I am about to take my first foray into stripping down and rebuilding, (probably breaking), some old watches I have.

What is the best toolkit to buy and where do I get it from.

Although Roy has kits on his site it is saying they are out of stock.


----------



## jasonm (Nov 22, 2003)

The best tools you can buy are made by Bergeon , you can Google to find stockists.... They wont do a kit made up so you will have to spec what you need yourself...

Start with a caseback removing tool and knife then a set of screwdrivers, maybe a crystal lift, then a press with the all the dies, a loupe, some tweezers probably, a pin vice, a range of oilers and the different oils, a ultrasonic cleaner and chemicals for cleaning... This should get you going before you need to get all the other stuff......


----------



## trackrat (Jan 23, 2012)

Thanks, that has given me food for thought.

I have done some searching and found this kit, does it have most things I will need.

Professional tool kit in wooden case for watch makers / repairers.

Kit contains: strap cutting plier, hole punching plier, eye glass, air pump, watch hands remover, spring bar tools, quartz movement holder, Bonfix, watch glass remover, petrol pot, oil cup, 4 types of movement holders, Chamois leather, siliconised cloth, Jaxa opener, pegwood, hammer, sorting tray, emery stone, dial brushes, pin-tong, set of 9 screwdrivers, files, 2 clockmakers screwdrivers, knife type case opener & 3 pairs tweezers.

Can anyone tell me what a Bonfix is???.


----------



## Phillionaire (Jan 23, 2010)

I'd go with Jason's list. The strap cutters and extra tweezers will just confuse you. I still only use the 1 set of tweezers, the 2nd sized ones I bought just don't feel right.

Drop a couple of the movement holders and grab a bracelet holder and pin removal punches. And set up a good lamp and a comfy chair so you don't slouch in the dark.

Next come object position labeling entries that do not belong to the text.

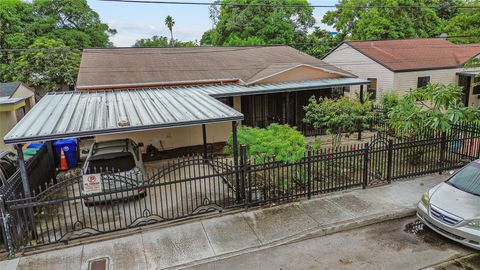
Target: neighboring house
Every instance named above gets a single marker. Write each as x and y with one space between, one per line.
401 65
15 101
266 84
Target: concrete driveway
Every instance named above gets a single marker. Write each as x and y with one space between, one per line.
399 244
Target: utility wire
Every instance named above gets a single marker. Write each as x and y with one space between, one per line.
279 5
233 48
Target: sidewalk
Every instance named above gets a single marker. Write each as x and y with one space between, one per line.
231 234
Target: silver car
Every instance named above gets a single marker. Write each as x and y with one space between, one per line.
112 171
452 208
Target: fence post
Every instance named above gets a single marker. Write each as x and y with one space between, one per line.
365 166
443 148
6 230
390 161
309 174
243 174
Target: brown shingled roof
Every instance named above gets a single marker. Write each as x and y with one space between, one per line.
141 66
417 54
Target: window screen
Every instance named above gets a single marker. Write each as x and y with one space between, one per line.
372 88
423 81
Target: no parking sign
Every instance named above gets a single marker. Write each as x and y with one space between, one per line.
92 183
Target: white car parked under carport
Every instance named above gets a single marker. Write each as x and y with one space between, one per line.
452 208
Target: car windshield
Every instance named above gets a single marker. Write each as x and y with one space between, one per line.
118 162
467 179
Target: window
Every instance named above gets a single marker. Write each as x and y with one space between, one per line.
423 81
372 88
476 86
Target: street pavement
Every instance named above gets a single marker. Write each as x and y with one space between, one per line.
226 236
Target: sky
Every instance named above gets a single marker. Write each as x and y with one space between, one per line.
135 21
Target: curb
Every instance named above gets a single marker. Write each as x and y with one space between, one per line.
313 233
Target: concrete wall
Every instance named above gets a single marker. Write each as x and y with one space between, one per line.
302 73
8 119
165 139
351 60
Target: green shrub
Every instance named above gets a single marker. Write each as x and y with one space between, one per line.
282 141
388 102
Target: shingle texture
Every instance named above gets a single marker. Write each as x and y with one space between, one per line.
417 54
124 66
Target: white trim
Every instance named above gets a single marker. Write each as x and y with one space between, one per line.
297 66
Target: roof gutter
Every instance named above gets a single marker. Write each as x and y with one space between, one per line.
155 84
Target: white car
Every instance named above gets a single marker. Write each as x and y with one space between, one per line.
113 171
452 208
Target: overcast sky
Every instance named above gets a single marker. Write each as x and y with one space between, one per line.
134 21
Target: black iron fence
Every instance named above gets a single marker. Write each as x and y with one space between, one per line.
79 206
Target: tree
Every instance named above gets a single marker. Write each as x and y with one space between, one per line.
40 24
169 22
338 116
74 22
155 41
466 24
238 25
319 43
435 107
160 41
280 141
384 23
48 66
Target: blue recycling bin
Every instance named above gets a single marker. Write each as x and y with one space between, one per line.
70 149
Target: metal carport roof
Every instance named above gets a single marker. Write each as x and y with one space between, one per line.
87 113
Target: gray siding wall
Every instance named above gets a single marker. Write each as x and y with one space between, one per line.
351 60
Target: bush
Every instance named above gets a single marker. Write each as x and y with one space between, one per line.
282 141
388 102
338 116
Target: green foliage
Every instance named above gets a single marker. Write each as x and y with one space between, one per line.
47 70
435 107
319 43
338 116
43 24
384 23
389 101
155 41
280 141
465 23
169 22
237 25
72 21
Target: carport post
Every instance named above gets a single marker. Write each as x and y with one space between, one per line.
362 94
204 132
26 186
235 160
51 155
23 171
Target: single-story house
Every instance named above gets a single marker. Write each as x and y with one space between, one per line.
265 84
15 101
401 65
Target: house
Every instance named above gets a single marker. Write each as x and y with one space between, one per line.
15 101
265 84
401 65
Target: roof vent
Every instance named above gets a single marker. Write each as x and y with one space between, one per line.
123 122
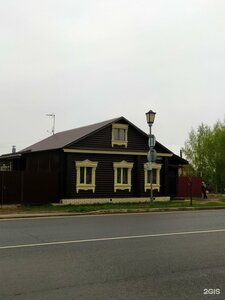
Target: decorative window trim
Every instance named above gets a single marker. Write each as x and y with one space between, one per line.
122 165
86 164
155 186
118 141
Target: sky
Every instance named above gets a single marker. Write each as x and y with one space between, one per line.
88 61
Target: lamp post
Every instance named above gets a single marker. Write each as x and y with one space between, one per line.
150 117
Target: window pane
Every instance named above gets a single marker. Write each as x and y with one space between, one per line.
153 176
122 134
82 175
116 134
125 176
88 175
119 175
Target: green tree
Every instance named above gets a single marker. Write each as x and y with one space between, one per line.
205 151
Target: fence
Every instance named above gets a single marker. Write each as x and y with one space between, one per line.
189 186
20 187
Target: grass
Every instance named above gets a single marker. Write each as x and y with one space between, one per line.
214 201
196 203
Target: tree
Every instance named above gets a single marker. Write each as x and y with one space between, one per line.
205 151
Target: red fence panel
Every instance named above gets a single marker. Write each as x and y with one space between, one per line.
189 186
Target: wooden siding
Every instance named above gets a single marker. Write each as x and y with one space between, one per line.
105 176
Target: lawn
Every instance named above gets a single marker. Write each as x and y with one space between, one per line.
197 203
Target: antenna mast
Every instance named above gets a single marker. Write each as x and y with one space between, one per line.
53 125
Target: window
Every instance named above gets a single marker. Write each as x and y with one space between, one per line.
155 177
122 175
86 175
119 134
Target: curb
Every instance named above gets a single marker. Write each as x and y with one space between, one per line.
103 212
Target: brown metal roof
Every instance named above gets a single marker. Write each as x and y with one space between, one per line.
64 138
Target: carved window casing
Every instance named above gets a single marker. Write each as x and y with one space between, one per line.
122 175
119 134
86 173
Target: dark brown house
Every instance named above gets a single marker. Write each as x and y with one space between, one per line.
104 160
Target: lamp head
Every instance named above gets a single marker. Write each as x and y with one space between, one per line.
150 117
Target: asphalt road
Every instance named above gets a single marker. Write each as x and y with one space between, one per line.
179 255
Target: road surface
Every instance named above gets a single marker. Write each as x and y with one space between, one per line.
178 255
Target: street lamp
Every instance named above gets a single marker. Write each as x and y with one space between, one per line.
150 117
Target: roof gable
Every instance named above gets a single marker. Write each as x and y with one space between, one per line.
65 138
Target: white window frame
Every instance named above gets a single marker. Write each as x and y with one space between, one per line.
147 185
86 186
119 185
118 141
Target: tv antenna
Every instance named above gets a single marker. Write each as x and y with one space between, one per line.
53 121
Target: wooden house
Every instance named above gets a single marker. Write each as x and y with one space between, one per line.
106 160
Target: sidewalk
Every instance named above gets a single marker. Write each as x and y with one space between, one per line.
15 212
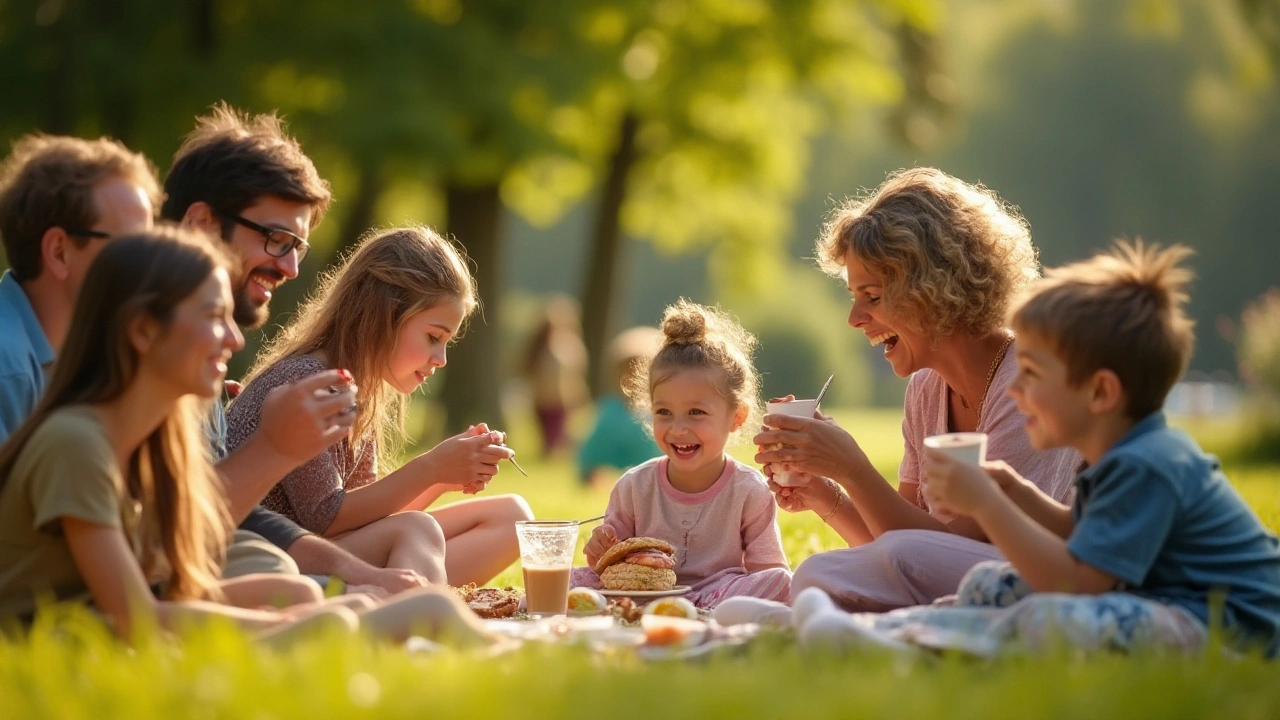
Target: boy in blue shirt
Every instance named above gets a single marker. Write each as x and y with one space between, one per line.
1157 545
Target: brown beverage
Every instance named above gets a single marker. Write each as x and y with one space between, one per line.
547 589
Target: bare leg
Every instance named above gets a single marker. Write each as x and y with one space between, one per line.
270 591
480 536
323 619
435 614
411 541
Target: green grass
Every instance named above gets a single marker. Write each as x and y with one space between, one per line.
78 671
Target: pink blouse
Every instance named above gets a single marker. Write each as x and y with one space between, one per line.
926 414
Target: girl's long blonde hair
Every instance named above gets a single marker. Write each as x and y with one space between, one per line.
356 313
184 511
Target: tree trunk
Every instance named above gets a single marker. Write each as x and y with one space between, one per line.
600 287
204 28
472 381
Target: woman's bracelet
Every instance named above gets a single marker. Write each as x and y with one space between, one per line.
840 499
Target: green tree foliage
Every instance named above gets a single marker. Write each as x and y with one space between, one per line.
712 106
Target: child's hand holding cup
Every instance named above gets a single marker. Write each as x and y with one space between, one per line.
796 409
958 482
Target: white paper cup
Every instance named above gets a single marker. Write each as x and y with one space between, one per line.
969 449
796 409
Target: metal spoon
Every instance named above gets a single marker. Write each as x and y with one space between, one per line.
823 391
517 465
563 522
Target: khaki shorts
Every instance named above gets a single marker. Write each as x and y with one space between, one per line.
250 552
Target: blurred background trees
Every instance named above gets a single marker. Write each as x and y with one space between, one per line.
629 151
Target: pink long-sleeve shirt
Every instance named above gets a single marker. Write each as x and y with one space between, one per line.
1051 470
728 528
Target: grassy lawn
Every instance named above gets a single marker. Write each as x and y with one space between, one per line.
218 673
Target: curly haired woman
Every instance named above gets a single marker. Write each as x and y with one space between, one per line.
932 264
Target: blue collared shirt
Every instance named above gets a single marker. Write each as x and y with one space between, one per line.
1159 514
26 356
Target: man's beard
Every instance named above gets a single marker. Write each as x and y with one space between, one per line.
245 311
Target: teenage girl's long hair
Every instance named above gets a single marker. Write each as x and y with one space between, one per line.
356 313
184 518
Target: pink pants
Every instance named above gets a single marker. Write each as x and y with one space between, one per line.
773 583
897 569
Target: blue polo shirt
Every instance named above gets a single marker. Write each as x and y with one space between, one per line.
1159 514
26 356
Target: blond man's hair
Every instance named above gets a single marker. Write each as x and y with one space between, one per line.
696 337
184 520
48 181
356 313
1123 311
951 255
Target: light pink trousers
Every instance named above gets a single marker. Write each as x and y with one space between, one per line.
897 569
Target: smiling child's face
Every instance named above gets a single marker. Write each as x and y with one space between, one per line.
1057 413
691 423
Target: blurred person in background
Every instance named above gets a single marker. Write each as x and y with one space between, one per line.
62 199
556 369
618 438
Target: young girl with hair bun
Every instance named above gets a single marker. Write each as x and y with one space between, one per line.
700 390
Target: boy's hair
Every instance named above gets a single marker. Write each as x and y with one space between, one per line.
357 309
1123 311
48 181
951 255
232 160
700 337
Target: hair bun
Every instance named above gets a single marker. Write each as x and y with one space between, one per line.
685 323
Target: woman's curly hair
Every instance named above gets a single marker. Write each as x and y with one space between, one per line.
951 255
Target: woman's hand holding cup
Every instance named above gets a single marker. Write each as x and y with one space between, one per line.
809 445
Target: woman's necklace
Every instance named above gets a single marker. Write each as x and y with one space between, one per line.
991 376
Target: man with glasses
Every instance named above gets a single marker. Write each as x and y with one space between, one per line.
243 180
60 200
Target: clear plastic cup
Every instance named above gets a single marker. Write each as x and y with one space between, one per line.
547 559
965 447
796 409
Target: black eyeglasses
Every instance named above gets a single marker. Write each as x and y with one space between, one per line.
279 242
88 233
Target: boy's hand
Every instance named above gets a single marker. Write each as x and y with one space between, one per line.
956 487
602 540
1006 478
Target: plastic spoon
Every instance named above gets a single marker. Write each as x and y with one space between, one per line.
823 391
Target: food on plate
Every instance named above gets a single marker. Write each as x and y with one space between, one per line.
672 607
492 602
638 564
585 601
663 630
625 610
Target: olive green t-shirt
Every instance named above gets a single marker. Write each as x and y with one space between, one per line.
67 469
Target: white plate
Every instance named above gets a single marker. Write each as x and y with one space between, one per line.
677 589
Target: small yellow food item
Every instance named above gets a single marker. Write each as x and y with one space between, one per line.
672 607
585 601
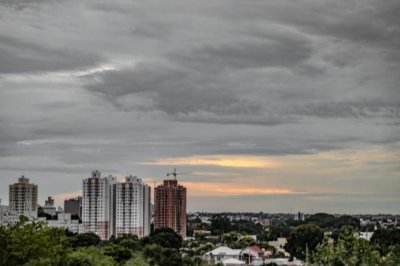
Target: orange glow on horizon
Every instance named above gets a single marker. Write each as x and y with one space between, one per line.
220 160
229 189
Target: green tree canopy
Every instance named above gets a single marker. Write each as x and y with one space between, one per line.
165 237
32 243
85 240
304 238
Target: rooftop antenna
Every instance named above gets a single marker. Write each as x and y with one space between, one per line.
174 173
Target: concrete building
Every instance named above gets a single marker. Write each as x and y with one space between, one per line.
170 206
49 207
23 198
98 207
133 210
73 206
64 221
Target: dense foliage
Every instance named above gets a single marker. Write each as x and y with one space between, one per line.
352 250
33 243
304 238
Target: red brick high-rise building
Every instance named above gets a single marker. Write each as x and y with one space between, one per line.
170 206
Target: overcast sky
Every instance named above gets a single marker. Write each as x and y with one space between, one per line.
271 106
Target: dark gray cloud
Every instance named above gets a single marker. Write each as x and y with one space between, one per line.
20 57
110 85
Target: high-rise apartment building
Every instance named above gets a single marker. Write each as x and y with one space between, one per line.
23 197
98 207
73 206
132 205
170 206
49 207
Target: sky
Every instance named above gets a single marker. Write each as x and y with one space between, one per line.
273 106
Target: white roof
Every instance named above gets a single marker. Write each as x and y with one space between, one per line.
233 261
224 250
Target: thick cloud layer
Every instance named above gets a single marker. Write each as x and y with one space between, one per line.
301 89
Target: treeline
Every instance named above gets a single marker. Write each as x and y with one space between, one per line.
33 243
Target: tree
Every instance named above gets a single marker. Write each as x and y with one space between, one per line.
119 253
157 255
347 220
385 238
165 237
85 240
304 238
129 241
347 250
89 256
275 232
32 243
220 224
323 220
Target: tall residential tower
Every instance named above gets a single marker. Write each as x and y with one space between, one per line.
132 207
23 198
170 206
98 207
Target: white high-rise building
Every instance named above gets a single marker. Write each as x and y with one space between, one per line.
23 198
98 205
49 207
132 202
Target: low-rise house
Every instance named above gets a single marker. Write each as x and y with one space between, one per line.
233 262
221 254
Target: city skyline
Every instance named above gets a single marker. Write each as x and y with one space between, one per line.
262 106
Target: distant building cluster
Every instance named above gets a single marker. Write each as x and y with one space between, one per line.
107 207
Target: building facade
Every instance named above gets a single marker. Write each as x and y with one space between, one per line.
23 198
98 205
49 207
132 207
73 206
170 206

And a notebook, pen and digital camera.


----------



## pugster (Nov 22, 2004)

...add an oilstone to sharpen your screwdrivers , bergen tools are expensive tho you are better off in the long run.


----------



## trackrat (Jan 23, 2012)

Thanks for all the replies, I now have an idea what I need and what I do not yet need.

I am going to order from bergen now I know what I need.


----------



## horz (Aug 24, 2008)

For tweezers, I ordered a couple of pairs from dealextreme.com as well as a movement/case holder. I was really impressed with them although, granted, I've never used a pair of good tweezers such as dumont or the like. For about two quid a pair I would certainly reccommend them for use as a hobbyist.

just a heads up if you do order, delivery takes about 2 weeks in my experience


----------